Mar 2, 2026
IC Prep in 2026: Where AI Actually Moves the Needle

The average IC memo typically runs 30 to 60 pages. Producing it is one of the most underestimated costs in the deal process.
Last month we looked at diligence, where AI leverage shows up first. The next question is what happens after, when it’s time for IC prep. That gap between the depth of analysis required and the infrastructure most firms have to produce it is one of the most expensive inefficiencies in private capital. It burns deal teams, misaligns partners, and slows decisions at exactly the moment speed matters most.
The Gap in Every Deal
Most AI tools are built for the top of the funnel: sourcing, screening, initial market research - IC prep is where AI adoption can stall.
PwC's benchmark testing found that manual IC memo synthesis takes around 15 hours per deal. AI implementation compresses that to four hours. The gap isn't marginal; it's 11 hours per memo that either compound or disappear.
The benefits are there for firms that have embedded AI into the right workflows. McKinsey's 2026 Global Private Markets Report found some GPs reporting productivity gains of 30–40% in analyst-intensive tasks and noted that leading firms are now reflecting AI directly in their IC materials, while most are still limited to lighthouse use cases.
Bain's 2026 Global PE Report argues that returns must now come from operational performance, not leverage or multiple expansion - deals now require 10-12% annual EBITDA growth to generate a 2.5x return, versus 5% a decade ago.
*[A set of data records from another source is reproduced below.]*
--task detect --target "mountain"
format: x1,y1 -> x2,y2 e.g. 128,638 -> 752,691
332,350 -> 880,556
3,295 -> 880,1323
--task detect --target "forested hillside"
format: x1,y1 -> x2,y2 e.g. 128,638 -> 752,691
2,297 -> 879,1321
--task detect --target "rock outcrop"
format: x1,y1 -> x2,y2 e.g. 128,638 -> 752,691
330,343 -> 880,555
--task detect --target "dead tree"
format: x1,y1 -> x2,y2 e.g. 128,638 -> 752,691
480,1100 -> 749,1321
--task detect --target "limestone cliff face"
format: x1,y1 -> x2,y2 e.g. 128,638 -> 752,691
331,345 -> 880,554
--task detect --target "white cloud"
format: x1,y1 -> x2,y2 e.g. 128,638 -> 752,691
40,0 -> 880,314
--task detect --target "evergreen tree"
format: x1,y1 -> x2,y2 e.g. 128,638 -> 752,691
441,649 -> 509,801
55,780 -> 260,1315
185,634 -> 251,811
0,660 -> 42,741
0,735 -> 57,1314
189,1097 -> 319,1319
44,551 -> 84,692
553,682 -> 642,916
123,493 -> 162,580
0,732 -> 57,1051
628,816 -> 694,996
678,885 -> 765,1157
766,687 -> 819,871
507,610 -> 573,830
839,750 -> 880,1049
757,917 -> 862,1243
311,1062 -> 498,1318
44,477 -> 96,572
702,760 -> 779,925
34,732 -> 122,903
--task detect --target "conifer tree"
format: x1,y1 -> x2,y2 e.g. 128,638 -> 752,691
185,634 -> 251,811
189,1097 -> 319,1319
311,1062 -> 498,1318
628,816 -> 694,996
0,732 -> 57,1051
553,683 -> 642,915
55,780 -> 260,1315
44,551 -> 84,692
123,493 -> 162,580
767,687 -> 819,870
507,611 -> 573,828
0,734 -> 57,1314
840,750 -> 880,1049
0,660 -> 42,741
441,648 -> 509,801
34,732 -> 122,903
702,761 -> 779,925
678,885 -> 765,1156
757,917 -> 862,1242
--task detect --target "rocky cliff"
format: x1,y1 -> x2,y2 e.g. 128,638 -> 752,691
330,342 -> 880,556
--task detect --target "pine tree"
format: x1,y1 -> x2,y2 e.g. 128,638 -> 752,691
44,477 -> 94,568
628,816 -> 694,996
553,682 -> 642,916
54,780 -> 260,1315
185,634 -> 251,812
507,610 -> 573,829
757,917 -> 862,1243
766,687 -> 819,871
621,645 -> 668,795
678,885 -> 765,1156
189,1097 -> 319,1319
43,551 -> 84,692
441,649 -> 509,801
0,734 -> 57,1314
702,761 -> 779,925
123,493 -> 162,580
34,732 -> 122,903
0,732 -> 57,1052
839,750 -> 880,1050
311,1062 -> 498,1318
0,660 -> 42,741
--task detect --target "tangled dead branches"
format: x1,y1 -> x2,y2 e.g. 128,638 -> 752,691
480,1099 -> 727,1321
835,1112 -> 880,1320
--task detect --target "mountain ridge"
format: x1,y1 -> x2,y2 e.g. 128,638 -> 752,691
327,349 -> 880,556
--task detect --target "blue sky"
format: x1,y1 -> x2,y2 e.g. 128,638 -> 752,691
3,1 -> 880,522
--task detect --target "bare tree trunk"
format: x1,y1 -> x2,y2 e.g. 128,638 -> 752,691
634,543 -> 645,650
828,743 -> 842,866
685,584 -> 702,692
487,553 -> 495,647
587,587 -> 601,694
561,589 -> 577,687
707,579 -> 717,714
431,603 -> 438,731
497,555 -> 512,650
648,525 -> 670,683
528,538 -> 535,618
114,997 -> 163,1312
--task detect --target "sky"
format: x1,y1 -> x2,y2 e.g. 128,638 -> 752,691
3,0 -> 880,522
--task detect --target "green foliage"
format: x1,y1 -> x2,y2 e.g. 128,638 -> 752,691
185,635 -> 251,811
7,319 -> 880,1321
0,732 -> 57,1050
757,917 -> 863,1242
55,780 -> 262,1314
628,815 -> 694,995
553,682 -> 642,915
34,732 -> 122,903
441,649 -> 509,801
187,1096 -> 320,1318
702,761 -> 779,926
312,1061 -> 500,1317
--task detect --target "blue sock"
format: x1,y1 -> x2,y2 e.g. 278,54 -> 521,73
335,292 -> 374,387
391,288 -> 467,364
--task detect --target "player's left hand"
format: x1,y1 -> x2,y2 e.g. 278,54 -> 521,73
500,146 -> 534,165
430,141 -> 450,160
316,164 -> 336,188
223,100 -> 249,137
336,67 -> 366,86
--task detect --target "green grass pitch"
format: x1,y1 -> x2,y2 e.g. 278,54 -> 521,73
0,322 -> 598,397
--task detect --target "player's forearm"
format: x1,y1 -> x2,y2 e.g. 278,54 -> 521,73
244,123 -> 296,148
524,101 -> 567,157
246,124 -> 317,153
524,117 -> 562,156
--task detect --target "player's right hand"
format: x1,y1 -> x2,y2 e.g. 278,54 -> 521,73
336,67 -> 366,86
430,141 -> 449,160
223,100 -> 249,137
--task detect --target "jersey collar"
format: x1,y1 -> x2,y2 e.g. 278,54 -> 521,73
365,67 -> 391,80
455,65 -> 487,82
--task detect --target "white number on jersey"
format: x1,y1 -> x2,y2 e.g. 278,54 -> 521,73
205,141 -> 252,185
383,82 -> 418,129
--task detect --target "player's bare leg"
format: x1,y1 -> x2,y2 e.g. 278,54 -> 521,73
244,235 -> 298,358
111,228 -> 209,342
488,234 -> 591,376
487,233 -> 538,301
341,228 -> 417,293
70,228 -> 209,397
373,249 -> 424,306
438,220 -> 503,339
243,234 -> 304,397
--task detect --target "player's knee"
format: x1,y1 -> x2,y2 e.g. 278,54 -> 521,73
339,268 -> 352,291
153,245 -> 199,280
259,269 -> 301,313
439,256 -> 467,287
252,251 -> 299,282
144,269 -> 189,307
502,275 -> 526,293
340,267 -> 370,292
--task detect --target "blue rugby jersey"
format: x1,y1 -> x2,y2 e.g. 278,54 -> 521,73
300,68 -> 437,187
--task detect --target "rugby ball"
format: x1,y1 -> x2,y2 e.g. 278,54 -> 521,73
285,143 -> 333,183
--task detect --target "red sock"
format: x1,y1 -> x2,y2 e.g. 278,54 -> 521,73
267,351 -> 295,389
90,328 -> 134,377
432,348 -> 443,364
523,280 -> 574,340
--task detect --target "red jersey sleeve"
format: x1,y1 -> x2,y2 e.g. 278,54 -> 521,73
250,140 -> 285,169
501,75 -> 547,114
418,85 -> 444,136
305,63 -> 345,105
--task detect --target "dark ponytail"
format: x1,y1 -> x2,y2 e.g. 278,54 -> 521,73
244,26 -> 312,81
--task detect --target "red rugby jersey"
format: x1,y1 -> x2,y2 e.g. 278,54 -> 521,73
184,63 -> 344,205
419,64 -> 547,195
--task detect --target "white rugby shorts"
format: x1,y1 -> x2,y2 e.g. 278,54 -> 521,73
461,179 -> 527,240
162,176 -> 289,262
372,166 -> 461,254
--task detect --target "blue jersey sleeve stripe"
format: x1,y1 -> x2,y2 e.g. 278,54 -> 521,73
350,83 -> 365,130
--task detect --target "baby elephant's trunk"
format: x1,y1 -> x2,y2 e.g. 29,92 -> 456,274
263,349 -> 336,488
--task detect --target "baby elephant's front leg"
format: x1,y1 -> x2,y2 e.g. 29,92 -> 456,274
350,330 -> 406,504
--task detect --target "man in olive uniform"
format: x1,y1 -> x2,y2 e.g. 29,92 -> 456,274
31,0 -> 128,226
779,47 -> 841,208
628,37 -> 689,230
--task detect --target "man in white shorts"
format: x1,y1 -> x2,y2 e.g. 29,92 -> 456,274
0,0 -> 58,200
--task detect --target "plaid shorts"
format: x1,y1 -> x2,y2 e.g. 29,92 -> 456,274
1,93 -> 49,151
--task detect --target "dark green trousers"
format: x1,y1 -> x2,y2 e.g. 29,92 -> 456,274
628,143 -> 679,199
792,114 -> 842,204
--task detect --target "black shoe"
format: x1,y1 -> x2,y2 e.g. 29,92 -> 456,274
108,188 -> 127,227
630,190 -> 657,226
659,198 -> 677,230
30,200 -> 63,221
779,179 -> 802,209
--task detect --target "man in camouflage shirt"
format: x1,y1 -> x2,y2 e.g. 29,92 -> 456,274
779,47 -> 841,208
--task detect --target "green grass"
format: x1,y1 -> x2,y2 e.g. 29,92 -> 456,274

The bar for IC has moved with it since the room now expects a pre-vetted value creation plan, not just a diligence pack. The cost of walking in underprepared has never been higher.
What's Actually Being Lost
When IC prep runs long, the costs compound: teams lose capacity for the next deal, partners who aren't aligned extend or reconvene the meeting, and context from prior diligence goes unsurfaced, meaning the same analyses get repeated.
In our conversations with funds, they say the work usually exists somewhere. An analyst flagged customer concentration risk on a comparable deal 18 months ago. A sector note from a previous process maps directly onto the target's market dynamics. A prior IC memo wrestled with the same question about management team depth. Under time pressure, across fragmented systems, none of it surfaces.
The result: analyses get repeated. Questions get asked twice. Deal history insights don't make it into the room.
IC prep isn't just a speed problem. It's a context problem.
This is what we built Capsa's IC workflows around. Not faster memo formatting, but the harder problem: making sure the context your firm has already built actually makes it into the memo and into the room.
That means generating pre-IC materials - company overview, market analysis, investment considerations - in a fraction of the time it takes manually. It means checking memo consistency against best practice frameworks before the document reaches the committee. And it means real-time search across your firm's connected stack, so the sector note from last year and the comparable deal your team diligenced a long time ago are findable in minutes, not buried.
The firms walking into IC with the fullest context aren't working harder. They have better infrastructure.
One Thing to Do This Week
Before your next IC, note how many hours go to finding and reformatting work that already exists. That's the number worth fixing.